I have a list courses_per_semester that looks like this:
[[['CS105', 'ENG101', 'MATH101', 'GER'], ['ENG102', 'CS230', 'MATH120', 'GER'], ['CS205', 'FREE'], ['GER'], ['CS106', 'CS215', 'CS107', 'ENG204'], ['GER', 'MATH220', 'CS300', 'CS206'], ['CS306', 'GER'], ['FREE'], ['CS312', 'CS450', 'GER', 'CS321', 'FREE'], ['CS325', 'GER', 'CS322', 'MAJOR'], ['CS310', 'STAT205'], [''], ['CS443', 'CS412', 'CS421', 'GER'], ['CS444', 'FREE', 'FREE', ''], ['', '']], [['CS105', 'ENG101', 'MATH101', 'GER'], ['ENG102', 'CS230', 'MATH120', 'GER'], ['CS205', 'FREE'], ['GER'], ['CS106', 'CS215', 'CS107', 'ENG204'], ['GER', 'MATH220', 'CS300', 'CS206'], ['CS306', 'GER'], ['FREE'], ['CS312', 'CS450', 'GER', 'CS321', 'FREE'], ['CS325', 'GER', 'CS322', 'MAJOR'], ['CS310', 'STAT205'], [''], ['CS443', 'CS412', 'CS421', 'GER'], ['CS444', 'FREE', 'FREE', ''], ['', '']], [['CS105', 'ENG101', 'MATH101', 'GER'], ['ENG102', 'CS230', 'MATH120', 'GER'], ['CS205', 'FREE'], ['GER'], ['CS106', 'CS215', 'CS107', 'ENG204'], ['GER', 'MATH220', 'CS300', 'CS206'], ['CS306', 'GER'], ['FREE'], ['CS312', 'CS450', 'GER', 'CS321', 'FREE'], ['CS325', 'GER', 'CS322', 'MAJOR'], ['CS310', 'STAT205'], [''], ['CS443', 'CS412', 'CS421', 'GER'], ['CS444', 'FREE', 'FREE', ''], ['', '']], [['CS105', 'ENG101', 'MATH101', 'GER'], ['ENG102', 'CS230', 'MATH120', 'GER'], ['CS205', 'FREE'], ['GER'], ['CS106', 'CS215', 'CS107', 'ENG204'], ['GER', 'MATH220', 'CS300', 'CS206'], ['CS306', 'GER'], ['FREE'], ['CS312', 'CS450', 'GER', 'CS321', 'FREE'], ['CS325', 'GER', 'CS322', 'MAJOR'], ['CS310', 'STAT205'], [''], ['CS443', 'CS412', 'CS421', 'GER'], ['CS444', 'FREE', 'FREE', ''], ['', '']], [['CS105', 'ENG101', 'GER', 'GER'], ['ENG102', 'CS230', 'MATH120', 'GER'], ['CS205', 'FREE'], ['GER'], ['CS106', 'CS215', 'CS107', 'ENG204'], ['GER', 'MATH220', 'CS300', 'CS206'], ['CS306', 'GER'], ['FREE'], ['CS312', 'CS450', 'GER', 'CS321', 'FREE'], ['CS325', 'GER', 'CS322', 'MAJOR'], ['CS310', 'STAT205'], [''], ['CS443', 'CS412', 'CS421', 'GER'], ['CS444', 'FREE', 'FREE', ''], ['', '']],...]
So each list is a course path till graduation that a student has taken and each sublist is the combination of courses each student has taken.
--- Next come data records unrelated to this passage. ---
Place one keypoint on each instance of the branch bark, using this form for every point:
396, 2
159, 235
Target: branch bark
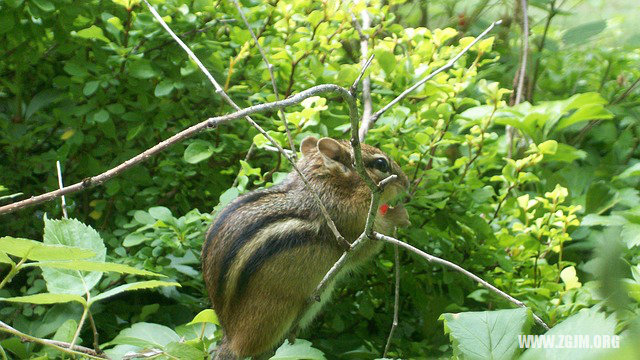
450, 265
447, 66
181, 136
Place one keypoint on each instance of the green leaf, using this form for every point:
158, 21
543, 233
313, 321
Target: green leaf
197, 151
92, 32
146, 335
548, 147
611, 220
161, 213
587, 322
150, 284
35, 250
101, 116
134, 239
41, 100
600, 198
74, 233
386, 59
177, 350
581, 33
565, 153
94, 266
66, 331
585, 113
141, 69
487, 334
164, 87
631, 235
205, 316
44, 5
46, 299
90, 87
4, 258
633, 170
300, 349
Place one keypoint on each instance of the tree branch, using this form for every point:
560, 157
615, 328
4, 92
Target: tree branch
450, 265
181, 136
273, 79
58, 345
447, 66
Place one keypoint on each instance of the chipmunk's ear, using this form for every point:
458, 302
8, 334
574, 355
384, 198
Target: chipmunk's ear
334, 154
308, 144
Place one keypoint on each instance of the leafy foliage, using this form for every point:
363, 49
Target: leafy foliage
550, 217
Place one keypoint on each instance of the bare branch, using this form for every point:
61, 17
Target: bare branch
64, 204
181, 136
59, 345
525, 51
273, 79
396, 300
447, 66
519, 86
450, 265
366, 64
367, 103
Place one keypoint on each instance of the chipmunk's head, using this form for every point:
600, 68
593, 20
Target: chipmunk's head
331, 163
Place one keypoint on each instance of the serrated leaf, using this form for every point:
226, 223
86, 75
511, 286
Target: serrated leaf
386, 59
205, 316
633, 170
611, 220
46, 298
164, 87
35, 250
90, 87
92, 32
4, 258
95, 266
72, 232
300, 349
161, 213
586, 322
487, 334
198, 151
150, 284
146, 335
134, 239
141, 69
182, 351
44, 5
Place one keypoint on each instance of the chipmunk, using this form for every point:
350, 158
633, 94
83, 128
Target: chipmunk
267, 251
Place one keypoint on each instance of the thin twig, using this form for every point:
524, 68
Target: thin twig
60, 185
246, 159
59, 345
94, 329
511, 130
273, 79
367, 103
396, 299
626, 93
447, 66
525, 51
552, 13
353, 112
437, 260
181, 136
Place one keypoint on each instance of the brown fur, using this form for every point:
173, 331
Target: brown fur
257, 311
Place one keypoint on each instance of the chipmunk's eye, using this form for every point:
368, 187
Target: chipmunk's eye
380, 164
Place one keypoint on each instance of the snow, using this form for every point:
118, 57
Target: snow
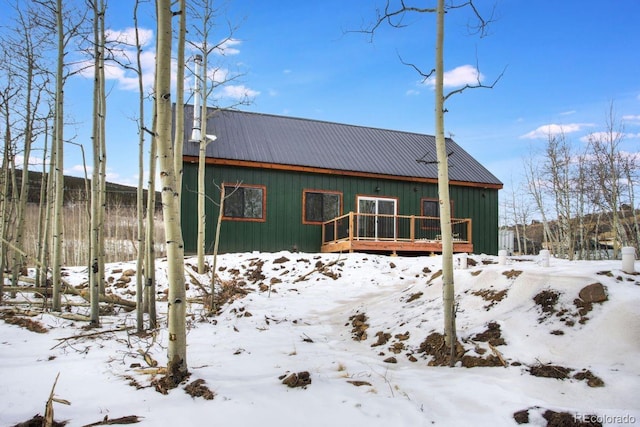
305, 325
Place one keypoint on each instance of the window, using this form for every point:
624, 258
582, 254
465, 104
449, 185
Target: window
244, 202
431, 207
320, 206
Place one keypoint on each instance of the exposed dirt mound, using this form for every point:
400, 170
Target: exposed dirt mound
590, 378
229, 291
491, 295
558, 419
11, 318
198, 388
171, 380
550, 371
547, 300
360, 326
300, 379
414, 297
38, 421
435, 346
565, 419
492, 335
512, 274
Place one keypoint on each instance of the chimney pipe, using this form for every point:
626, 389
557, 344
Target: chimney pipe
197, 100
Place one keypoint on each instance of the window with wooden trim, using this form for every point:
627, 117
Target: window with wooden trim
431, 207
245, 202
319, 206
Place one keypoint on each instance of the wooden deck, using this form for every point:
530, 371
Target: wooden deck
356, 232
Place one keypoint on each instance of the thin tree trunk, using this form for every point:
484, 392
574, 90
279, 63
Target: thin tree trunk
94, 249
41, 269
150, 263
448, 292
102, 118
59, 162
140, 192
177, 346
212, 305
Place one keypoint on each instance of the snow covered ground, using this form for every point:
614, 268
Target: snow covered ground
358, 324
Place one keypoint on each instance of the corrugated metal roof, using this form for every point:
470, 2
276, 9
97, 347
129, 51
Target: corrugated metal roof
302, 142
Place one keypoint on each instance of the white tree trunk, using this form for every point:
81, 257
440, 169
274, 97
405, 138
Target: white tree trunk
59, 162
177, 347
448, 293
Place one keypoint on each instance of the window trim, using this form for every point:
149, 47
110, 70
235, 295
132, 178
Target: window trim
304, 204
264, 202
433, 199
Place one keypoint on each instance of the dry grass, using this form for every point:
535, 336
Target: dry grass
121, 241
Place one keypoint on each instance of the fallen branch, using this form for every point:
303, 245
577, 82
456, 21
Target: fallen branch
129, 419
48, 412
498, 355
91, 334
318, 268
110, 299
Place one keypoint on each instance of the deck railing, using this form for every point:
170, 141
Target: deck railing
399, 228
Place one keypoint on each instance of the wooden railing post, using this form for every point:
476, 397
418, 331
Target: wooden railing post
412, 228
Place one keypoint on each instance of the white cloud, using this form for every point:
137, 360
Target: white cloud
608, 136
128, 36
603, 136
460, 76
238, 92
227, 47
125, 54
631, 118
545, 131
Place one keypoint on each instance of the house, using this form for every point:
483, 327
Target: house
309, 185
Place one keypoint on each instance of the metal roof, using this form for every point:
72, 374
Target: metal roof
265, 138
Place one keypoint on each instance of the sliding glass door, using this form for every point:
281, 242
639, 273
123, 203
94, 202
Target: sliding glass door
374, 222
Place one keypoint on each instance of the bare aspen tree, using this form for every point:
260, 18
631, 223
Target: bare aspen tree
96, 246
177, 347
150, 253
66, 24
630, 174
607, 161
58, 161
6, 96
558, 167
394, 17
139, 192
42, 265
534, 186
208, 79
178, 139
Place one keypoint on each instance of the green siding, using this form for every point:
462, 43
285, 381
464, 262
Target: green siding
283, 228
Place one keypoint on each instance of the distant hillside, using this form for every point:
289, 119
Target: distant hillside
75, 190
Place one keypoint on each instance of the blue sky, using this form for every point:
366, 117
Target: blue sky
565, 62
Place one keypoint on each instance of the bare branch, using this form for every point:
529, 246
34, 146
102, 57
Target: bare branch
425, 77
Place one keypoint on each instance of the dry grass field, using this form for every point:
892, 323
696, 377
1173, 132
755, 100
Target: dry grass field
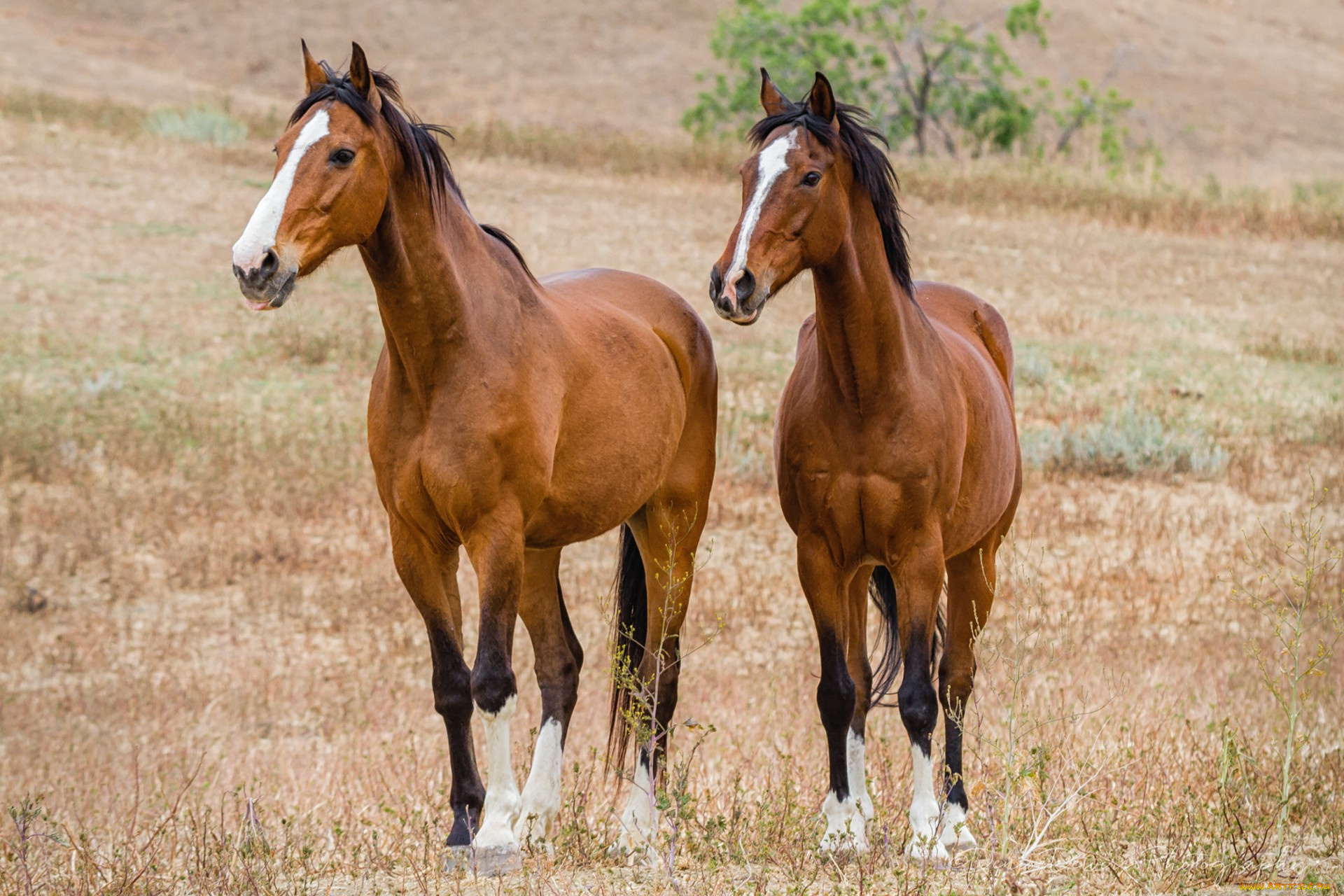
211, 680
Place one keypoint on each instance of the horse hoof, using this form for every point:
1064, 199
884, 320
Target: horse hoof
930, 853
958, 841
486, 862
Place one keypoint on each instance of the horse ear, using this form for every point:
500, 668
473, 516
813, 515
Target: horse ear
362, 77
772, 99
822, 101
314, 73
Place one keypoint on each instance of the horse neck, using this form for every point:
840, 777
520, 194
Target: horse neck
444, 292
869, 330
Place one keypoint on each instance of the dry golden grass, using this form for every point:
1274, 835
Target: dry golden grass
211, 680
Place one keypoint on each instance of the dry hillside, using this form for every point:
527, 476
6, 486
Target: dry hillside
1242, 89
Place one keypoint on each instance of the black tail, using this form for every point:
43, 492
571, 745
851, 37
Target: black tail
629, 631
883, 593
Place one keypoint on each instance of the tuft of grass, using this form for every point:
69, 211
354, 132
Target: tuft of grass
198, 124
1126, 442
1285, 348
45, 108
1031, 367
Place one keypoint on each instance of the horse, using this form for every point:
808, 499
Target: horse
895, 447
510, 415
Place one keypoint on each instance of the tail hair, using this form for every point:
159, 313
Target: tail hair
888, 668
629, 631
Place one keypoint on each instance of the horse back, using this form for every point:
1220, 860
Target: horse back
974, 318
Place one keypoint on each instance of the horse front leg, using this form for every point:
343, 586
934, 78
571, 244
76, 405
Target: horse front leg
825, 589
918, 577
498, 556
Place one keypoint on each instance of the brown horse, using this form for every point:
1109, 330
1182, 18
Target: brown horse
510, 416
895, 445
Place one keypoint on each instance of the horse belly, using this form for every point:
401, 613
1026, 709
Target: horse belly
613, 453
988, 479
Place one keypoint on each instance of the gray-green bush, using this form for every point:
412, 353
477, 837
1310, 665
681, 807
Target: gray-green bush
1126, 442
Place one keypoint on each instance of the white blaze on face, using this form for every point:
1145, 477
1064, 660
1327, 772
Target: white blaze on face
261, 230
771, 164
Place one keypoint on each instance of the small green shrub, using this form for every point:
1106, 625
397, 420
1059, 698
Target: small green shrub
200, 124
1294, 351
1031, 367
1128, 442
I have 1500 students and I want to create a new list with all the unique combinations of each sublist. To be more precise I want to check if for example courses_per_semester[0][0] is same with courses_per_semester[1][0],courses_per_semester[2][0] ,...,courses_per_semester[1500][0]. Then do the same for second sublist of each list. Each time the code finds a unique sublist I want the combination to be put in a new list, for example the first_sublist_combinations. But the most important is that if one student has this combination ['CS105', 'ENG101', 'MATH101', 'GER'] and another student this one ['CS105', 'MATH101', 'GER','ENG101'] then I want the code to consider them the same. Not to place them as different. So I do not care for the order. So the first_sublist_combination will take ['CS105', 'ENG101', 'MATH101', 'GER'] only once and not ['CS105', 'ENG101', 'MATH101', 'GER'] AND ['CS105', 'MATH101', 'GER','ENG101']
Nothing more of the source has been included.